Dürüst olmak gerekirse, efsaneler Esed rejimiyle sınırlı değil; diğerlerine uzanıyor. Bunlardan biri muhaliflerinden bazılarının uluslararası müdahaleye ilişkin efsanesidir. Bu, rejimin etkileri Suriye alanını aşan suçlarına rağmen, uluslararası toplum tarafından yanlış ve imkânsız olduğu kanıtlanmış bir şeydir. Bir diğeri kimyasal silahların kullanımıdır ki rejim, ABD ve Rusya’nın suç ortaklığıyla, uluslararası ve bölgesel sessizlikle bunun yaptırımlarından kurtulmuştur.

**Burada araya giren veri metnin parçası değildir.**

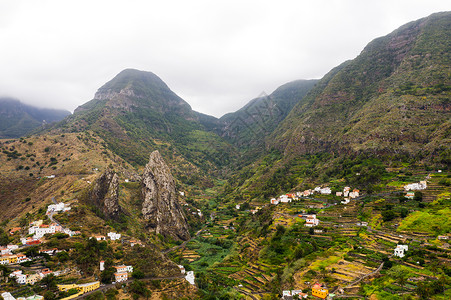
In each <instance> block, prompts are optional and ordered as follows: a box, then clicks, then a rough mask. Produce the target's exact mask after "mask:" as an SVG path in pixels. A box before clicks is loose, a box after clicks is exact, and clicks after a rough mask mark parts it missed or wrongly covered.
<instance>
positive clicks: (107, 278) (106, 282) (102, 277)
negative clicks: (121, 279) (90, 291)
mask: <svg viewBox="0 0 451 300" xmlns="http://www.w3.org/2000/svg"><path fill="white" fill-rule="evenodd" d="M115 272H116V269H114V268H113V267H108V268H105V270H103V271H102V273H100V281H101V282H102V283H104V284H109V283H111V281H112V279H113V276H114V273H115Z"/></svg>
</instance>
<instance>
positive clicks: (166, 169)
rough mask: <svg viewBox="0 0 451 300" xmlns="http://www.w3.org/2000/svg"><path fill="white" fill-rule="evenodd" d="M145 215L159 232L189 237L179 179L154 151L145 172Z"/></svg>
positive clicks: (144, 214)
mask: <svg viewBox="0 0 451 300" xmlns="http://www.w3.org/2000/svg"><path fill="white" fill-rule="evenodd" d="M142 196H143V200H144V201H143V204H142V214H143V216H144V219H145V220H147V221H148V223H147V225H148V227H149V228H150V229H151V230H153V231H155V233H157V234H162V235H163V236H170V237H172V238H174V239H180V240H188V239H189V238H190V234H189V231H188V224H187V222H186V218H185V215H184V214H183V212H182V210H181V207H180V204H179V203H178V200H177V194H176V191H175V180H174V177H172V174H171V171H170V170H169V167H168V166H167V165H166V163H165V162H164V160H163V158H162V157H161V155H160V152H158V151H154V152H152V153H151V154H150V159H149V163H148V164H147V165H146V168H145V170H144V173H143V175H142Z"/></svg>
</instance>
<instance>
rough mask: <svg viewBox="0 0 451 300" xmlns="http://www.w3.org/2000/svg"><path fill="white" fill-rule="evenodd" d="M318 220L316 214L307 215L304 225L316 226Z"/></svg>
mask: <svg viewBox="0 0 451 300" xmlns="http://www.w3.org/2000/svg"><path fill="white" fill-rule="evenodd" d="M318 224H319V220H318V219H317V218H316V215H308V216H307V219H305V224H304V226H307V227H313V226H318Z"/></svg>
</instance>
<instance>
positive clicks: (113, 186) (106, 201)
mask: <svg viewBox="0 0 451 300" xmlns="http://www.w3.org/2000/svg"><path fill="white" fill-rule="evenodd" d="M88 197H89V201H90V202H93V204H94V205H95V206H96V207H97V208H99V209H100V210H101V211H102V213H103V214H104V215H105V216H106V217H108V218H113V219H117V218H118V217H119V214H120V212H121V211H122V209H121V207H120V205H119V180H118V176H117V174H116V173H115V172H114V171H113V170H111V169H107V170H106V171H105V173H103V174H102V175H101V176H100V177H99V178H98V179H97V180H96V181H95V182H94V184H93V188H92V190H91V191H90V193H89V196H88Z"/></svg>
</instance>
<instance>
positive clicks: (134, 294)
mask: <svg viewBox="0 0 451 300" xmlns="http://www.w3.org/2000/svg"><path fill="white" fill-rule="evenodd" d="M129 291H130V292H131V293H132V294H133V298H135V295H138V297H139V296H143V297H145V298H146V299H148V298H149V297H150V296H151V295H152V293H151V291H150V290H149V289H148V288H147V287H146V285H145V284H144V282H142V281H140V280H135V281H132V283H130V285H129Z"/></svg>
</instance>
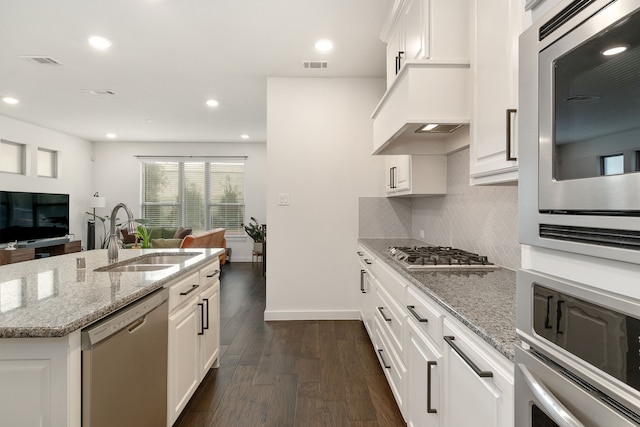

Diğer taraftan Rusya da Suriye meselesiyle ilgili efsaneler yaymaktan geri durmadı. Bunlar arasından en öne çıkanı Moskova'nın Suriye-Suriye çözümü aradığına dair efsanesidir. Oysa kendisi rejim safında yer alıp rejimi düşmekten korurken ve rejime yönelik her türlü uluslararası önlemi veya yaptırımı engellerken; şehirleri ve köyleri yok edip muhalifleri, hatta politikacıları ve barışçıl olanlarını bile “terörist” olarak nitelendirdi. Suriye ile ilgili efsaneler dizisinin bir diğeri, rejimi Arap kucağına geri döndürme ve onu İran'ın bağrından çıkarma efsanesidir. Bu efsanenin arka planındaki gerekçeler ne olursa olsun doğrulanabilir olmadığı kanıtlandı. Bunun üzerinden dört yıl geçti ve rejim bu süreçte İran'dan kopamayacağını ve aslında kopmak istemediğini gösterdi. İran, Suriye'yi stratejisinin merkezine yerleştirdi ve varlığını sürdürmek için her şeyi yapacağını gösterdi. Tüm bunlar Arapların yapmak istemediği şeylerdir.
Suriye konusunda ortalıkta dolaşan belki de en büyük ve en önemli efsane, Birleşmiş Milletler (BM) denetiminde yapılan ve uluslararası çoğunluk tarafından desteklenen Anayasa Komitesi görüşmelerinin Suriyelileri 2254 sayılı karara dayalı bir çözüme götüreceği ve barışçıl bir geçiş çözüme varacağıdır. Bu fikir esasen uluslararası kararla ilgili olmasa da kuruluşundan yaklaşık üç yıl sonra ve sonuçsuz geçen sekiz turluk müzakerelerin ardından görünüşte de olsa herhangi bir ilerleme sağlamadı. Ancak efsanenin büyük destekçileri ve oyuna dahil olan küçükler, bunu korumak için her türlü çabayı gösteriyor ve bunun gelecekteki bir çözüme giden yol olduğunu düşünüyorlar.
Suriye ve trajedisi hakkındaki efsanelere kısaca da olsa değinmek önemli ve faydalı olabilir. Çünkü bu gerçekleri tahrif etmenin bir yolu, kamuoyunu veya bir kısmını yanıltma girişimidir. Aynı zamanda asıl gerekliliklerden kaçmanın ve daha küçük meseleleri bunlarla değiştirmenin bir yoludur. Bu efsaneler asıl meselenin üzerini örter, kamuoyunu oyalar, onu ilgilendirmeyen ayrıntılarda boğar. Belki de efsane, bu zikredilen hususların dışında var olan boşluğu gürültüyle doldurma girişimidir!